Fitchburg Man Convicted Of Fraud Scheme
MADISON, WIS. -- John W. Vaudreuil, United States Attorney for the Western District of Wisconsin, announced that Christian Peterson, 44, Fitchburg, Wis., was convicted today of a fraud scheme after an eight-day jury trial in federal court in Madison. The jury deliberated for approximately 15 hours over a three-day period before finding Peterson guilty of eight of the 13 counts in the indictment.
Peterson was convicted of three counts of bank fraud, two counts of making false statements, two counts of money laundering, and one count of theft from an employee benefit plan. He was acquitted of five other counts.
U.S. District Judge Barbara B. Crabb scheduled sentencing for August 20, 2014. Peterson faces a maximum penalty of 30 years in federal prison on each of the bank fraud counts, 30 years on each of the false statement counts, 20 years on each money laundering count, and five years for the theft from an employee benefit plan.
The evidence at trial showed that Peterson misrepresented to banks that loans and a business line of credit were intended for a legitimate business purpose when, in fact, he used all or a portion of each loan and line of credit to gamble at casinos or for personal expenses. Specifically, he was convicted of:
- causing Marshal & Ilsley Bank to send a $300,000 wire transfer to a casino in Las Vegas, after misrepresenting to the bank in an email that he would not use the funds for personal use, when in fact, the money was used to pay for gambling;
- causing Marshal & Ilsley Bank to continue funding a business line of credit by providing financial statements to the bank which misrepresented his finances by disguising $460,000 used by him for gambling;
- causing Greenwoods State Bank to fund a $1,100,100 loan for commercial land site improvements at a construction project in Dane County, by misrepresenting the purpose of the loan on the loan application knowing that he was going to use at least $300,000 of the loan to pay off an outstanding gambling debt at a casino in Las Vegas;
- making a false statement for the purpose of influencing the action of Marshal & Ilsley Bank, in connection with a $300,000 wire transfer to a casino in Las Vegas, in that Peterson sent an email to Marshal & Ilsley Bank stating that he would not use the money for personal use, when, in fact, the $300,000 wire transfer was for gambling;
- making a false statement for the purpose of influencing the action of Greenwoods State Bank, in connection with the application for a $1,100,100 loan, in that Peterson claimed that the loan was for commercial land site improvements, when in fact he intended to use some of the loan proceeds for a business unrelated to the stated purpose of the loan and to pay an existing casino debt;
- engaging in a monetary transaction from a financial institution in criminally derived property of a value greater than $10,000, that is a wire transfer from Marshal & Ilsley Bank in Wisconsin to a casino in Las Vegas, with said money having been derived from specified unlawful activity, namely, bank fraud;
- engaging in a monetary transaction to a financial institution in criminally derived property of a value greater than $10,000, that is a $300,000 cashier's check withdrawn from Johnson Bank, with said property having been derived from a specified unlawful activity, namely, making a false statement to a financial institution; and
- beginning in February 2009 and continuing until March 4, 2009, Peterson, without their knowledge or permission, took money from the Maverick, Inc. 401(k) Plan and Trust belonging to certain Maverick, Inc., employees who had invested in the Plan and used the monies to make a $10,000 payment to another business venture and to pay an individual $7,500.
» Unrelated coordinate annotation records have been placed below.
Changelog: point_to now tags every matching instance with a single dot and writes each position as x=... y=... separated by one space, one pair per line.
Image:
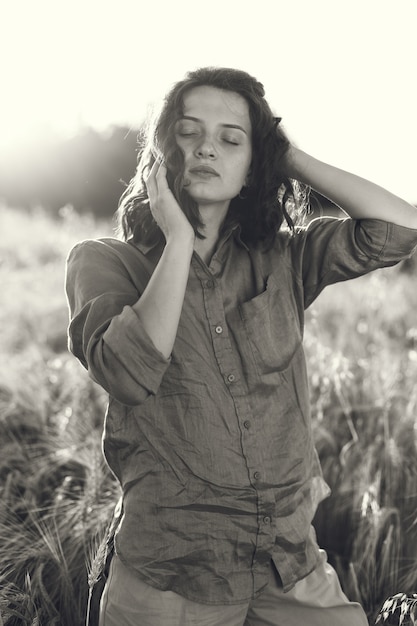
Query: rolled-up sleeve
x=331 y=250
x=105 y=333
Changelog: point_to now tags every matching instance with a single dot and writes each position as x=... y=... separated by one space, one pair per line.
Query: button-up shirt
x=213 y=447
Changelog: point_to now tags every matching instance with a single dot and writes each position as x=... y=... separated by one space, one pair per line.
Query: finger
x=150 y=180
x=161 y=176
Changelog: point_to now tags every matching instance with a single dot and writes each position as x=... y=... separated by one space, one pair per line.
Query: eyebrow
x=196 y=119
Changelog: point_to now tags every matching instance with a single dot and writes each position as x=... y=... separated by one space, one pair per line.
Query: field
x=57 y=495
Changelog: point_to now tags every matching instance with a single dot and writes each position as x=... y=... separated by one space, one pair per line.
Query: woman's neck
x=212 y=217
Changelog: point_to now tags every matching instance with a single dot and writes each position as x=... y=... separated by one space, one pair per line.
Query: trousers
x=316 y=600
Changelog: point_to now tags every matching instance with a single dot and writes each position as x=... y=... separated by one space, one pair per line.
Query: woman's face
x=215 y=137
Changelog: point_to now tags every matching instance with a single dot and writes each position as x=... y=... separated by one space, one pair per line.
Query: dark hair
x=270 y=199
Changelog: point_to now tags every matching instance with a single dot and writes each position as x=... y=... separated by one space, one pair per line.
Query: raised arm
x=159 y=307
x=358 y=197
United States Attorney Vaudreuil praised the efforts of the investigative team, saying, “Complex financial cases like this one are difficult to investigate and prosecute. The success in this case is due to the efforts of a very dedicated team of agents and prosecutors.”
The charges against Peterson were the result of an investigation by IRS Criminal Investigation, the Federal Bureau of Investigation, and U.S. Department of Labor – Employee Benefits Security Administration. The prosecution of this case is being handled by Assistant U.S. Attorneys Paul W. Connell and Peter M. Jarosz.